Poinsettia supposedly got its Christmas orientation in the 1600s when priests sent young girls out to gather flowers to place around a nativity scene. The plant was introduced to the United States in 1825 by Joel Poinsett (hence its American name). Poinsett, an amateur botanist and the first ambassador to Mexico, sent cuttings back to his plantation in Greenville, SC.
Contrary to popular belief, poison control centers have determined that the plant is not poisonous. There are some skin irritating components, but none are serious.
Modern breeding, which did not begin until the 1950’s, has produced over 100 different cultivars with colors of varying shades of red, pink, white and spotted bracts (or modified leaves). Modern cultivars will hold the leaf color for a fairly long period of time and will live for extended periods of time if well-tended.
Caring for your holiday poinsettia is easy. The average household temperature will be sufficient, and lighting from a window will sustain the plant in the winter months. The plant should be watered only when the top part of the potting soil is dry. Overwatering is not a good thing.

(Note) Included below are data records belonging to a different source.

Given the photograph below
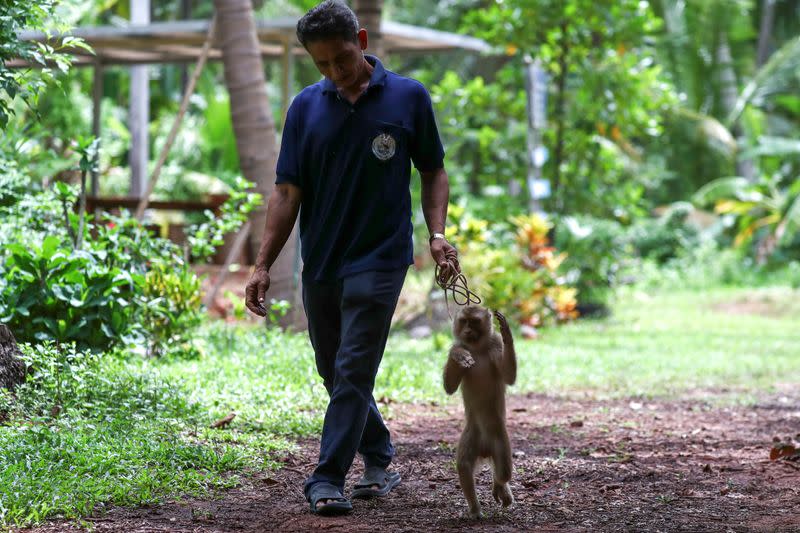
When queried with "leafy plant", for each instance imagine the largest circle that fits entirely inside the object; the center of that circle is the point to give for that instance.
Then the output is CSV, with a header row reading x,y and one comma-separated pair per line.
x,y
520,279
595,251
53,292
15,16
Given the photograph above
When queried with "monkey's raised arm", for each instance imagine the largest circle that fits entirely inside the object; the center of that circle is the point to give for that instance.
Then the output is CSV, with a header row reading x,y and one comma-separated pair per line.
x,y
508,366
458,360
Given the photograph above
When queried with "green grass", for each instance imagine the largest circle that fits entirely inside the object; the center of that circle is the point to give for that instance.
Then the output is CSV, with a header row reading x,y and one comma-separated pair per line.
x,y
654,344
136,431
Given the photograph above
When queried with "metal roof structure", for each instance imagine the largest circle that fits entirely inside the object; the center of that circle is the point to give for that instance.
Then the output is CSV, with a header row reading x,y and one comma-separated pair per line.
x,y
182,41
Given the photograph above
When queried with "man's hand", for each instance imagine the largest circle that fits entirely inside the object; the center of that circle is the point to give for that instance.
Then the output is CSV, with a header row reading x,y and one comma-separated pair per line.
x,y
256,291
446,257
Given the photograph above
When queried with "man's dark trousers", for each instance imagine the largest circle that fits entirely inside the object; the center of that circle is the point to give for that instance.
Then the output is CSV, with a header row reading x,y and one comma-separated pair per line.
x,y
348,322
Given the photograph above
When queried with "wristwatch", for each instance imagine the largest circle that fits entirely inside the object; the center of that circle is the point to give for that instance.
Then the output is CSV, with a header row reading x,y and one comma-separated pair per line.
x,y
435,236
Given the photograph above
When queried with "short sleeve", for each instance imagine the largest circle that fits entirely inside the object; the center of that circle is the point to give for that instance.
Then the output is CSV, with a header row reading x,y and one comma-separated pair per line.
x,y
288,170
427,152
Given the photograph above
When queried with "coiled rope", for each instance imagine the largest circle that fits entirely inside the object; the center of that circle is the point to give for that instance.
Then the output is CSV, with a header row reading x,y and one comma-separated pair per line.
x,y
450,279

To extend the life of your poinsettia and to regain color for the next year is much more time-consuming, but it can be done. This winter, continue to care for your poinsettia until after the last frost, and then move it outside, remembering not to overwater. Introduce the plant to brighter light in increasing increments, as the leaves will burn if moved directly into the sun. Maintain during the summer as any potted plant. Around the first of October and before first frost, move the plant inside. To obtain bract color, the poinsettia will require 13-14 hours of TOTAL darkness every day for about 2 months. The remaining 10-11 hours a day should be the brightest light that is available. Any introduction of light during the darkness hours will retard color development. It’s probably easier to go to your favorite nursery and purchase a bright-colored, beautiful poinsettia grown under controlled conditions in a greenhouse.